Re: Challenge: CPU-optimized byte-wise or-equals (for a meter of beer)

Be aware that perl version and platform may matter.

I have a couple of solutions derived from the work of moritz and avar that show some inconsistency.

Update: The specific solutions below are incorrect, as dragonchild and ikegami have pointed out to me. The advice about times varying still applies.

Windows XP with Strawberry Perl 5.8.8 (Athlon XP 2400+, 1 GB RAM) are faster by about 50% than avar's avar2_pos_inplace for me consistently.
Mandriva Linux (x86, Athlon 1000, 512 MB RAM) with perl 5.8.7 they are consistently slower by 10-15%.
Using ActiveState 5.8.0 (build 804) on the same code as run against Strawberry shows avar2_pos_inplace beating my solutions by 5-20% which is a much wider range than the Linux perl.
v5.8.6 built for cygwin-thread-multi-64int on the XP 2400+ is showing mrm_1 and avar2_pos_inplace in a dead heat, swapping places back and forth between runs.

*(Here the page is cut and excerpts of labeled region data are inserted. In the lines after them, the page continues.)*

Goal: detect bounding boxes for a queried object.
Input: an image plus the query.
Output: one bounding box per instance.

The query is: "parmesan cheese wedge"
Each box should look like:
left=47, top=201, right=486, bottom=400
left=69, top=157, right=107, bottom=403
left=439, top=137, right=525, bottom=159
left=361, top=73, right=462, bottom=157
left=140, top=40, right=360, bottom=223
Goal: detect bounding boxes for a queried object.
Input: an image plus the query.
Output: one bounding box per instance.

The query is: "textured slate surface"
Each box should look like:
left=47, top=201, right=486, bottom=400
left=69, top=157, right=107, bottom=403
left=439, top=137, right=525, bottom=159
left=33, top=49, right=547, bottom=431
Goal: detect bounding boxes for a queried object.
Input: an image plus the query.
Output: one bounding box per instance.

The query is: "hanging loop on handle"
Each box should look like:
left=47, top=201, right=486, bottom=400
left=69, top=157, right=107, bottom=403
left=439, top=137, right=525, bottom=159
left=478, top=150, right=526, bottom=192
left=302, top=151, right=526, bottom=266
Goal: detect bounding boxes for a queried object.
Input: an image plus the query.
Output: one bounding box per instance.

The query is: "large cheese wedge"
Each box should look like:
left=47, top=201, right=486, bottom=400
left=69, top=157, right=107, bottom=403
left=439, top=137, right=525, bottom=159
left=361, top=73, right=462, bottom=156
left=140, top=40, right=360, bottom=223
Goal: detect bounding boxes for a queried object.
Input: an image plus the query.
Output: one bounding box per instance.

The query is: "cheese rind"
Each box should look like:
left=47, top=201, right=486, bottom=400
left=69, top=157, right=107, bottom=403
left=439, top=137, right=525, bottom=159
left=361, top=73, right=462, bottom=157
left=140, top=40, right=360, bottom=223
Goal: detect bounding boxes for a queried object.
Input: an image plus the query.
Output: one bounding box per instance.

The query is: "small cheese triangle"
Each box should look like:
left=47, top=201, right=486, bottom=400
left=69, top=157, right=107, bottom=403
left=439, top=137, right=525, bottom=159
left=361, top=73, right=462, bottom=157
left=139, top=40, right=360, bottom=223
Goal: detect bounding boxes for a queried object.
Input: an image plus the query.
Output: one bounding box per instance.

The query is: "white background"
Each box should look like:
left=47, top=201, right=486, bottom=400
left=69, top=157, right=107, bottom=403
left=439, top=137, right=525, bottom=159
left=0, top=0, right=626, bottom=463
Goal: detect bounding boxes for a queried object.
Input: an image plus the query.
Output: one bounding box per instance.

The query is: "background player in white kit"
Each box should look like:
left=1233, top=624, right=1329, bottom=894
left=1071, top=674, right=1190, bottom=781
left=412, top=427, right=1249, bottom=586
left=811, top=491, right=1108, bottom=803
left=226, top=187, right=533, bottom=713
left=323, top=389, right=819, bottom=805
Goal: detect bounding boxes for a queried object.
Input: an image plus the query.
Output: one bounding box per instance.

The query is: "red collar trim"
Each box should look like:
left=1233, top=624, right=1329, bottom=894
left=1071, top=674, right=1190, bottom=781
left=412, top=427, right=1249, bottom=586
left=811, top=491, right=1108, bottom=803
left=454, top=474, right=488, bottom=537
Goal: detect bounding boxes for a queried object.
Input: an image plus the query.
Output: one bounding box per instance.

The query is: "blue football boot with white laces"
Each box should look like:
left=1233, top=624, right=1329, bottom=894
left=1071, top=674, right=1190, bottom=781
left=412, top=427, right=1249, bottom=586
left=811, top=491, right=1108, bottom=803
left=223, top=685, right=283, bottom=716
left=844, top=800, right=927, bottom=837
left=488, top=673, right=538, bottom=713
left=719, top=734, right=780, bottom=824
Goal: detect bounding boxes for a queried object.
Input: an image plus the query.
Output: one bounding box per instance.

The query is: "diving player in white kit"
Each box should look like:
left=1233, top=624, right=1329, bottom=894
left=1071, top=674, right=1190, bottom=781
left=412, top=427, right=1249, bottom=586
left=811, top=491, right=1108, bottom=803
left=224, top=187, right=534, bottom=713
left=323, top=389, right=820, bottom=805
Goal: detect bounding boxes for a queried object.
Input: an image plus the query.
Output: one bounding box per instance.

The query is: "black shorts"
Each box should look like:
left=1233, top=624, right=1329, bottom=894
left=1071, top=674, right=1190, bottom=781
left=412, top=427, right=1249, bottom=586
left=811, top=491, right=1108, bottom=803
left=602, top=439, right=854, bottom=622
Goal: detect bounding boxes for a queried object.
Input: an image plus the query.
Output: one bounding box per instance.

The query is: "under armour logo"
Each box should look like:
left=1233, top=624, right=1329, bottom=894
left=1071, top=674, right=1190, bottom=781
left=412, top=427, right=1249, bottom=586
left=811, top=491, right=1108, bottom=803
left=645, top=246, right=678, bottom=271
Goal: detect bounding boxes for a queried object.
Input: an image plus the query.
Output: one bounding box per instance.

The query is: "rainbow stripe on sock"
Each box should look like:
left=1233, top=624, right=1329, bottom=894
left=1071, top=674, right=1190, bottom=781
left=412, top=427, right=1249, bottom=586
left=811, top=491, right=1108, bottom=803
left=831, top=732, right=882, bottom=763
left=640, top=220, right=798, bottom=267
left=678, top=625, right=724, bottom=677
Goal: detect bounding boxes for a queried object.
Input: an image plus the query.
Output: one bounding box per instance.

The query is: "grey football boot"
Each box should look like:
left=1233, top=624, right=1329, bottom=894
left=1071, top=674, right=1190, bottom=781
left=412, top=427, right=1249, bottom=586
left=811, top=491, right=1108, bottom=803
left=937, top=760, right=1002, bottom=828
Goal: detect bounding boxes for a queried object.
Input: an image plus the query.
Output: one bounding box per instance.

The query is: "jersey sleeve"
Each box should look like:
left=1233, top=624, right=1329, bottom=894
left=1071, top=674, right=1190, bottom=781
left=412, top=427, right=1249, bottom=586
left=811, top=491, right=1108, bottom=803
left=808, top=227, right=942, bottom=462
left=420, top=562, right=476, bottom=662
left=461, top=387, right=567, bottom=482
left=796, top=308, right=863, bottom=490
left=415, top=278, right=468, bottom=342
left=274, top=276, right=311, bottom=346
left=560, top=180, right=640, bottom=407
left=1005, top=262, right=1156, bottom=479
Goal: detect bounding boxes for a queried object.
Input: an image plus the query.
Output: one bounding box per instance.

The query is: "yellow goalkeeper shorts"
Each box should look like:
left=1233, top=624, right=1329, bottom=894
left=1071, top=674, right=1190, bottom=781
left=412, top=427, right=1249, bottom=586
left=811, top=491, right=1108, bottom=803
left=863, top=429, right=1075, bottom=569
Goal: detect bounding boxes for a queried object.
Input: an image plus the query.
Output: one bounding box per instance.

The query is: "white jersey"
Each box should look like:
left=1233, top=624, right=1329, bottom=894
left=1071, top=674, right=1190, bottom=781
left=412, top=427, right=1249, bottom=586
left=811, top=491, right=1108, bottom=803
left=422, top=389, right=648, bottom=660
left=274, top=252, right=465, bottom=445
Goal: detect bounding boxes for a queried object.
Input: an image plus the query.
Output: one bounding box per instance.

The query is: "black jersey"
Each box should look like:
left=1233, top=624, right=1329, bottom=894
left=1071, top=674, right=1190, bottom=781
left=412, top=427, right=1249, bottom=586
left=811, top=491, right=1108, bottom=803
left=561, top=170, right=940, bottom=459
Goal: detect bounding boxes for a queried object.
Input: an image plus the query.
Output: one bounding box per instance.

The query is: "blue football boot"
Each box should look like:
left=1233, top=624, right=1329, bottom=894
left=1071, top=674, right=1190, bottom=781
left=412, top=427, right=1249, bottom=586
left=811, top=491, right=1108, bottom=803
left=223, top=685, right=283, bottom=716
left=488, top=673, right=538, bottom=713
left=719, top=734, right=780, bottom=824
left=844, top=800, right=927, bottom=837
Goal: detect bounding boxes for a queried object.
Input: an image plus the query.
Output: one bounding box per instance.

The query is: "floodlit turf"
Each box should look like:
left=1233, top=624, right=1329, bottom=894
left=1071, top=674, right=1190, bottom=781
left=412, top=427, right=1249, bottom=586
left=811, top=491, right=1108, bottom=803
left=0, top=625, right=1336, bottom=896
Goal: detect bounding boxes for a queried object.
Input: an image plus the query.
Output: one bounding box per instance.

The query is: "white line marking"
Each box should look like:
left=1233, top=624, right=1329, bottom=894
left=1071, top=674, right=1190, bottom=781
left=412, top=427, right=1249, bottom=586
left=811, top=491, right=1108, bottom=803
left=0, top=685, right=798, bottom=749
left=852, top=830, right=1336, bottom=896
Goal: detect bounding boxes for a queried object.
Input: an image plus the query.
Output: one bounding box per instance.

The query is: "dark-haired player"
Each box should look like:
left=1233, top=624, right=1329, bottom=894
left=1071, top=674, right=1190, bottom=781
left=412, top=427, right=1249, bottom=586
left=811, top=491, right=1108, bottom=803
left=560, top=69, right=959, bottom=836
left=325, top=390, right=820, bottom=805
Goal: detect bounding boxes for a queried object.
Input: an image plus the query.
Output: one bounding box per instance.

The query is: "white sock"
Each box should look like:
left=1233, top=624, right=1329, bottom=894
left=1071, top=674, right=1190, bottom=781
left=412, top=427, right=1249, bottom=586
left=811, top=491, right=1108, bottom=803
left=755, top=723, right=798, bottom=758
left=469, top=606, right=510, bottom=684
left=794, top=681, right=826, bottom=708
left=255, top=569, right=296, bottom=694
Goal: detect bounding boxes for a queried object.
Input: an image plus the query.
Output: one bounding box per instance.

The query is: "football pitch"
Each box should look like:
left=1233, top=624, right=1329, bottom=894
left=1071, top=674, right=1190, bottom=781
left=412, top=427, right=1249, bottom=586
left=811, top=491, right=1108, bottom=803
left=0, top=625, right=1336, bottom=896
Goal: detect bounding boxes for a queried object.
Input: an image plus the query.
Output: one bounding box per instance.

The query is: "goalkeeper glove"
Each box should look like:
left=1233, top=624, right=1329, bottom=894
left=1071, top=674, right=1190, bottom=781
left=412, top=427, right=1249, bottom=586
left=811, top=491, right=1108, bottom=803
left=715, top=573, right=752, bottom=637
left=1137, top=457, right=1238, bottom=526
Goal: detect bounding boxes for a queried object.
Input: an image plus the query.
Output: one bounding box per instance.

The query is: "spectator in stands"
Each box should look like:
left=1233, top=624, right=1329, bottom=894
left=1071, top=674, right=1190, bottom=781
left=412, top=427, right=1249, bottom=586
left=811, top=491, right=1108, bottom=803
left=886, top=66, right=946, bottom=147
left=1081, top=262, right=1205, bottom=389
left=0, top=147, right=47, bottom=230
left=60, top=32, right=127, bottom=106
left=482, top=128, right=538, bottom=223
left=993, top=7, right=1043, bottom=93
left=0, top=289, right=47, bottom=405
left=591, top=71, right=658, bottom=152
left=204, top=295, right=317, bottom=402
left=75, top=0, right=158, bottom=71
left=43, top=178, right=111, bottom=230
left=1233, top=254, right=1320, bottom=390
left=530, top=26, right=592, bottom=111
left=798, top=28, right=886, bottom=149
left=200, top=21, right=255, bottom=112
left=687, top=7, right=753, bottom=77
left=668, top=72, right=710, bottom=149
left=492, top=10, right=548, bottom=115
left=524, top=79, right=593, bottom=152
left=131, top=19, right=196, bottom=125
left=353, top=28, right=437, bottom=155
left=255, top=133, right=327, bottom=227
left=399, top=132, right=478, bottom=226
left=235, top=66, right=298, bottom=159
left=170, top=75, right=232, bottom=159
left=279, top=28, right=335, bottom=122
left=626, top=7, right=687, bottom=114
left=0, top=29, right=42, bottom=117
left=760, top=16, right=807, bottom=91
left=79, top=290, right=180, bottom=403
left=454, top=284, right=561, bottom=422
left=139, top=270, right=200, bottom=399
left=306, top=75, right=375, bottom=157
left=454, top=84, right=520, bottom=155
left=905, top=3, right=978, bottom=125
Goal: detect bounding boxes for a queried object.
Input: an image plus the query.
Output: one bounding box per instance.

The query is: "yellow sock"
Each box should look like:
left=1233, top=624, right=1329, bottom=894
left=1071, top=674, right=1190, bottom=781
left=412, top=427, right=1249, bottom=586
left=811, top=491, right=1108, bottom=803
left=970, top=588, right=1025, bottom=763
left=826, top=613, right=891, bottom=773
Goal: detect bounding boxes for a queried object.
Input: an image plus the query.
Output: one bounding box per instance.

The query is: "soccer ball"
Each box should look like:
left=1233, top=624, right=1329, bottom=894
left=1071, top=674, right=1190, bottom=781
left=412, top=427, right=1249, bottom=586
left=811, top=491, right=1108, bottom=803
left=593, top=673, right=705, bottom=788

In case anyone else wants to try my slight changes:

sub mrm_1 {
    my ( $s1, $s2 ) = @_;
    use bytes;
    my $pos = 0;
    while (-1 < ( $pos = index $$s1, '\0', $pos ) ) {
        substr( $$s1, $pos, 1 ) = substr( $s2, $pos, 1 );
    }
}

sub mrm_3 {
    my ( $s1, $s2 ) = @_;
    use bytes;

    my @zeros = ();
    my $pos = 0;
    while ( -1 < ( $pos = index $$s1, '\0', $pos ) ) {
        push @zeros, $pos;
    }
    for ( @zeros ) {
        substr( $$s1, $_, 1 ) = substr( $s2, $_, 1 );
    }
}
[download]

Interestingly, building the extra loop of indexes in mrm_3 is within the margin of benchmarking error at least on some perls. Sometimes it beats mrm_1 and sometimes it doesn't. At least once on my Linux box they tied (exactly 1393/s each). mrm_2 is about mid-way through the results, so I didn't bother to show it.

Perhaps more interesting is that Corion's code works for me most of the time, but sometimes tries to perform a substr() outside the string. I haven't tried to figure out exactly why. That goes to show the debugging price for being too clever.

Update: fixed the index() error that demerphq points out above. The results seem to be coming up about the same. I'm guessing the chances of the test data have '\0' at index 0 hadn't bit very hard yet.

Update 2: changed a comparison of the ranges between ActiveState's perl and perl on the Linux machine to state so. It did refer incorrectly to Strawberry.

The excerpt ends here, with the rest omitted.